Ciri gambar yang dihasilkan
anak pada tahap corengan tak beraturan adalah bentuk
gembar yang sembarang, mencoreng tanpa
melihat ke kertas, belum dapat membuat corengan berupa
lingkaran dan memiliki semangat yang tinggi.
Corengan terkendali
ditandai dengan kemampuan anak menemukan
kendali visualnya terhadap coretan yang
dibuatnya.

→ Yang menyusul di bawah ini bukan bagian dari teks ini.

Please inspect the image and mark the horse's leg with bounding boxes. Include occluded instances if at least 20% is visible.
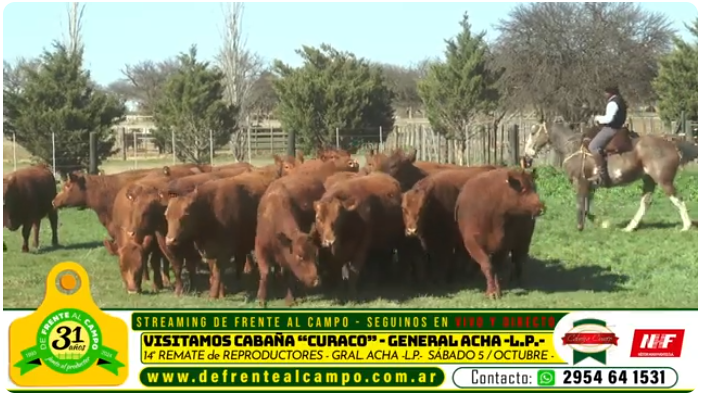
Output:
[623,175,657,232]
[577,177,590,231]
[660,182,691,231]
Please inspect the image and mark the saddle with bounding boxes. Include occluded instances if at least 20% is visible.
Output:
[582,126,637,156]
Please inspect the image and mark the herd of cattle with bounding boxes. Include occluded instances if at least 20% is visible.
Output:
[3,149,544,305]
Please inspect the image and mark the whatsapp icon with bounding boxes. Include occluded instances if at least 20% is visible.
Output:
[538,369,555,387]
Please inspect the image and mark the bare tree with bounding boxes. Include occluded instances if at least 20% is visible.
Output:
[66,2,85,54]
[493,2,673,122]
[217,3,263,160]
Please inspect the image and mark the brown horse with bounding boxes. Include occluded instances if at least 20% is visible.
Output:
[522,123,698,232]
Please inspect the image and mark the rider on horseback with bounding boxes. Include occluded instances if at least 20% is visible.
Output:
[589,85,628,187]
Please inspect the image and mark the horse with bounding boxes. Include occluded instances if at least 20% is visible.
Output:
[521,122,698,232]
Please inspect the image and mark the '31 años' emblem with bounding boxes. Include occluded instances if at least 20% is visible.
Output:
[10,263,128,386]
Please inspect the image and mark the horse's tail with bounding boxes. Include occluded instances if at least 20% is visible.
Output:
[673,140,699,166]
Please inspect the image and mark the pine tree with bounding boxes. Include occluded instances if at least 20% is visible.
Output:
[3,42,126,173]
[273,44,394,152]
[154,46,238,163]
[653,18,699,123]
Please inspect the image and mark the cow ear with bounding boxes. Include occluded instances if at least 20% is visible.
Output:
[406,148,416,163]
[341,196,358,211]
[506,176,525,192]
[276,232,292,248]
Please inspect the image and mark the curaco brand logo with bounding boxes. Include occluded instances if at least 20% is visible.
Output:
[630,329,684,358]
[562,319,618,365]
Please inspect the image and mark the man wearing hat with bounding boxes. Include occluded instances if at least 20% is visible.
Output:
[589,85,628,187]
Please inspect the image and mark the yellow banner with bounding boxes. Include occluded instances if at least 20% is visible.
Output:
[141,333,565,364]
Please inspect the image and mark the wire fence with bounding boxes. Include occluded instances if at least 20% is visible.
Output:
[3,112,698,173]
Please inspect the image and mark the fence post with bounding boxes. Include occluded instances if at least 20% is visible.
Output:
[209,129,214,164]
[119,127,127,162]
[132,130,139,169]
[509,124,519,166]
[287,130,296,156]
[170,130,178,164]
[51,130,56,174]
[88,131,97,174]
[246,123,251,163]
[12,133,17,171]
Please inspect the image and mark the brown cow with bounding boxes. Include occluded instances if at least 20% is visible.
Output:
[402,166,496,283]
[2,165,58,253]
[165,173,273,298]
[105,185,167,294]
[455,168,545,298]
[314,173,410,298]
[255,174,327,306]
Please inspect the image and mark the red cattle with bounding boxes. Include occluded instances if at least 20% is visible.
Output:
[165,173,273,298]
[455,168,545,297]
[314,173,411,297]
[2,165,58,253]
[255,173,326,305]
[402,166,496,283]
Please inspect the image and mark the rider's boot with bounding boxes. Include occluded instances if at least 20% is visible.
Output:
[592,153,611,188]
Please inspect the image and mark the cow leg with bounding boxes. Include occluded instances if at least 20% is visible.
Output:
[207,258,224,298]
[32,220,41,249]
[49,209,58,247]
[145,248,163,293]
[465,239,499,298]
[255,245,270,307]
[22,223,32,253]
[155,232,183,296]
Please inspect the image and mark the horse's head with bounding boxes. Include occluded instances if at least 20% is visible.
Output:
[523,122,550,162]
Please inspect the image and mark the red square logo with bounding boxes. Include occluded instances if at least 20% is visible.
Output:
[630,329,684,358]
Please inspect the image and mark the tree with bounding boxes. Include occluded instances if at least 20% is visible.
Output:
[154,45,238,163]
[377,64,423,117]
[273,44,394,151]
[653,18,699,123]
[419,13,497,161]
[217,3,263,161]
[249,70,278,118]
[494,2,672,122]
[3,42,126,173]
[109,59,178,115]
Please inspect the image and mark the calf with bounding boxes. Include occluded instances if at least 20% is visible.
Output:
[165,173,273,298]
[314,173,408,298]
[402,166,496,283]
[455,168,545,298]
[2,165,58,253]
[255,174,326,306]
[105,185,167,293]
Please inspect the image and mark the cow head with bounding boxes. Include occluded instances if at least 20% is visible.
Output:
[364,149,387,173]
[124,184,163,242]
[402,179,432,236]
[51,172,89,209]
[165,189,197,246]
[277,232,320,288]
[273,155,304,177]
[314,194,358,247]
[506,170,545,217]
[116,239,148,294]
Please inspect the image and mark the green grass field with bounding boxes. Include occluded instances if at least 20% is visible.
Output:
[3,164,698,309]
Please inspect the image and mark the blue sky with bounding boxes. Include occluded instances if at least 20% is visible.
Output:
[3,2,698,84]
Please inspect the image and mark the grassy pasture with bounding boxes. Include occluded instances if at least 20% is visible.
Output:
[3,160,698,309]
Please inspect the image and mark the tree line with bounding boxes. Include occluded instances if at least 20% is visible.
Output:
[3,3,698,171]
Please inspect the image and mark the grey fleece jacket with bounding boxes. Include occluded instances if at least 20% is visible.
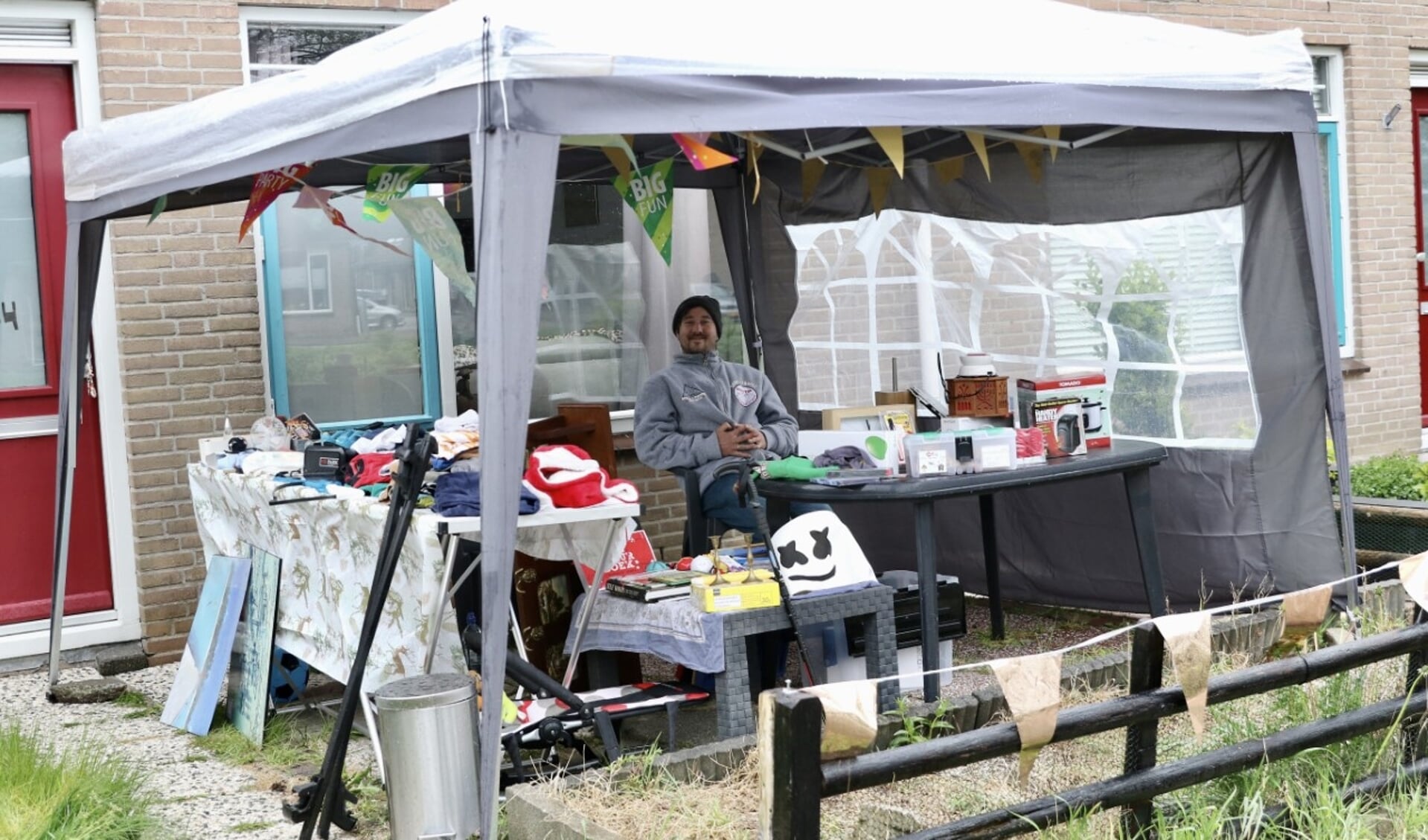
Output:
[634,353,798,493]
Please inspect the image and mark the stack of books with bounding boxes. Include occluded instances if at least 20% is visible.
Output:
[606,570,704,603]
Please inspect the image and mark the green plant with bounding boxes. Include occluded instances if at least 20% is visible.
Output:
[0,724,159,840]
[889,697,957,747]
[1348,452,1428,501]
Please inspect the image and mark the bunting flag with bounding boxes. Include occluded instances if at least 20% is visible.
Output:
[749,140,764,205]
[1398,551,1428,610]
[802,680,878,760]
[600,146,634,177]
[144,193,168,227]
[238,163,313,241]
[390,196,476,306]
[987,650,1061,786]
[615,157,674,266]
[932,157,967,185]
[967,132,991,182]
[862,167,892,217]
[671,132,738,171]
[1011,140,1044,185]
[868,126,903,177]
[362,163,432,222]
[1265,584,1333,658]
[1151,612,1211,739]
[292,187,412,257]
[1041,126,1061,163]
[802,157,828,205]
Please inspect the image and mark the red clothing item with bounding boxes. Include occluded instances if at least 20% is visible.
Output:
[525,444,640,507]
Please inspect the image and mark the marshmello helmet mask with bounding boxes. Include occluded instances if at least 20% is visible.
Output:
[769,510,877,596]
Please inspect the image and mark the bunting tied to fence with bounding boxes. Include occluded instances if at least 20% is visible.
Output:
[802,680,878,761]
[1398,551,1428,610]
[1267,583,1333,658]
[1151,612,1211,740]
[987,650,1061,786]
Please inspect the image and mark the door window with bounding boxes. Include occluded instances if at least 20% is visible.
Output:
[0,112,48,390]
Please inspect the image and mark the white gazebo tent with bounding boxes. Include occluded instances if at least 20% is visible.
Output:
[51,0,1352,836]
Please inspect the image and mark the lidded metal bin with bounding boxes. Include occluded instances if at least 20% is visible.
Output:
[373,674,481,840]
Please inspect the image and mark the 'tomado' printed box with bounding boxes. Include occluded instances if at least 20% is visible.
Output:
[1016,370,1111,457]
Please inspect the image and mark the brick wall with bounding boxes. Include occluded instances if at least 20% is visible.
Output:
[1069,0,1428,461]
[96,0,444,663]
[108,0,1428,661]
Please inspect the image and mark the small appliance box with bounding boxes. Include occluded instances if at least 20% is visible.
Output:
[1016,371,1111,457]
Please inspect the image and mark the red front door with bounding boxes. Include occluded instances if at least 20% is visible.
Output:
[1414,87,1428,429]
[0,64,115,633]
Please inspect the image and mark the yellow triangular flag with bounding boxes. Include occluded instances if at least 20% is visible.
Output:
[1151,612,1211,739]
[804,680,878,760]
[802,157,828,205]
[1011,140,1041,185]
[932,157,965,185]
[1282,584,1333,632]
[749,140,764,205]
[862,166,892,216]
[987,650,1061,786]
[1041,126,1061,163]
[1265,584,1333,658]
[967,132,991,182]
[868,126,903,177]
[1398,551,1428,610]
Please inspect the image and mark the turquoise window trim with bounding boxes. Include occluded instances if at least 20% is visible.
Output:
[1319,123,1348,347]
[258,185,441,432]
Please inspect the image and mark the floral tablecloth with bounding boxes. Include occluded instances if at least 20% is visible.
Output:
[188,463,633,691]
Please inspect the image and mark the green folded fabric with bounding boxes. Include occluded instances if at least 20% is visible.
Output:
[754,456,837,481]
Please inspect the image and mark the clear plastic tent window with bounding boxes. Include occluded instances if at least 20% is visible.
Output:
[788,207,1260,449]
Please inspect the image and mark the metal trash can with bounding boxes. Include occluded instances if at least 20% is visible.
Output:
[373,674,481,840]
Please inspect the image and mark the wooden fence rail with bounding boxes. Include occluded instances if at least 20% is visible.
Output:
[758,612,1428,840]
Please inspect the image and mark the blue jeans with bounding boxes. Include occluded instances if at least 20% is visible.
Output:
[699,473,830,537]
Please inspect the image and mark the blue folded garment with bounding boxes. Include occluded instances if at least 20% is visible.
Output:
[435,473,539,516]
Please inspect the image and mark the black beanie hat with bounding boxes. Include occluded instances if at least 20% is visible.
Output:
[674,295,724,337]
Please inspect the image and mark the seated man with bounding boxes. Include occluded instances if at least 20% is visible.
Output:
[634,295,827,536]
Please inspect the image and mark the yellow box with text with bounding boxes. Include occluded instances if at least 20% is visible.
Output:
[690,570,783,613]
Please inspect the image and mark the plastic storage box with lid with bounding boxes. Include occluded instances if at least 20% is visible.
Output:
[903,427,1016,478]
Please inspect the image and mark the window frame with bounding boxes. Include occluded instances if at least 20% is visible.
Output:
[238,6,442,429]
[1308,45,1357,359]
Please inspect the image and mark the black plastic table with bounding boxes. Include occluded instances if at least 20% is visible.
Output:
[758,440,1167,699]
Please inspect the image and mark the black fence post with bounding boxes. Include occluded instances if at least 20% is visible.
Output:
[1400,604,1428,764]
[1121,626,1165,840]
[758,688,822,840]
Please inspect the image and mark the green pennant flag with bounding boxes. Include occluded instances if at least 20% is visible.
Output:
[390,196,476,306]
[615,157,674,266]
[362,163,432,222]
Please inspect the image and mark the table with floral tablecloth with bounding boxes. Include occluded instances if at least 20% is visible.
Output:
[188,463,633,691]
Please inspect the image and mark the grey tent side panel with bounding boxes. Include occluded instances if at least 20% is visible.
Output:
[761,134,1341,612]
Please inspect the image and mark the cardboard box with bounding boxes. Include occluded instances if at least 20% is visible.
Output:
[1016,371,1111,448]
[1032,397,1086,458]
[822,403,917,435]
[947,376,1011,417]
[690,571,783,613]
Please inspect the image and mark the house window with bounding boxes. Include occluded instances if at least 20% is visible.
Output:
[1310,47,1354,356]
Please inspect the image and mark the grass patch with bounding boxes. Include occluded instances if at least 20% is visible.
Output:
[0,724,159,840]
[194,706,333,767]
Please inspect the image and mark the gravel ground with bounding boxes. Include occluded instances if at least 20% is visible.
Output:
[0,597,1136,840]
[0,664,382,840]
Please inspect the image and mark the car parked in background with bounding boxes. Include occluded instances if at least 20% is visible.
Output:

Hal ini tercipta dengan telah
adanya kerjasama antara koordiani antara
perkembangan visual dengan perkembamngan motorik.
Hal ini terbukti dengan adanya pengulangan
coretan garis baik yang horizontal , vertical, lengkung
, bahkan lingkaran.
Corengan bernama
merupakan tahap akhir masa coreng moreng.
Biasanya terjadi menjelang usia 3-4 tahun,
sejalan dengan perkembangan bahasanya anak
mulai mengontrol goresannya bahkan telah
memberinya nama, misalnya: “rumah”, “mobil”,
“kuda”. Hal ini dapat digunakan oleh
orang tua atau guru pada jenjang pendidikan
usia dini (TK) dalam membangkitkan
keberanianan anak untuk mengemukakan kata-kata
tertentu atau pendapat tertentu berdasarkan
hal yang digambarkannya.
Masa Prabagan
(preschematic) : 4-7 tahun
Kecenderungan umum
pada tahap ini, objek yang
digambarkan anak biasanya berupa gambar
kepala-berkaki. Sebuah lingkaran yang menggambarkan
kepala kemudian pada bagian bawahnya ada dua garis sebagai pengganti kedua
kaki. Ciri-ciri yang menarik lainnya pada tahap
ini yaitu telah menggunakan bentuk-bentuk dasar
geometris untuk memberi kesan objek dari
dunia sekitarnya. Koordinasi tangan lebih
berkembang. Aspek warna belum ada hubungan
tertentu dengan objek, orang bisa saja
berwarna biru, merah, coklat atau warna
lain yang disenanginya.
Penempatan dan
ukuran objek bersifat subjektif, didasarkan
kepada kepentingannya. Ini dinamakan dengan “perspektif
batin”. Penempatan objek dan penguasan ruang belum dikuasai anak pada usia ini.
Masa Bagan (schematic
period) : 7-9 tahun
Konsep bentuk mulai tampak lebih
jelas. Anak cenderung mengulang bentuk. Gambar
masih tetap berkesan datar dan berputar
atau rebah (tampak pada penggambaran pohon di kiri kanan jalan
yang dibuat tegak lurus dengan badan jalan, bagian kiri rebah
ke kiri, bagian kanan rebah ke
kanan). Pada perkembangan selanjutnya kesadaran ruang muncul dengan
dibuatnya garis pijak (base line).
Penafsiran ruang
bersifat subjektif, tampak pada gambar
“tembus pandang” (contoh: digambarkan orang makan
di ruangan, seakan-akan dinding terbuat dari
kaca). Gejala ini disebut dengan
idioplastis (gambar terawang, tembus pandang).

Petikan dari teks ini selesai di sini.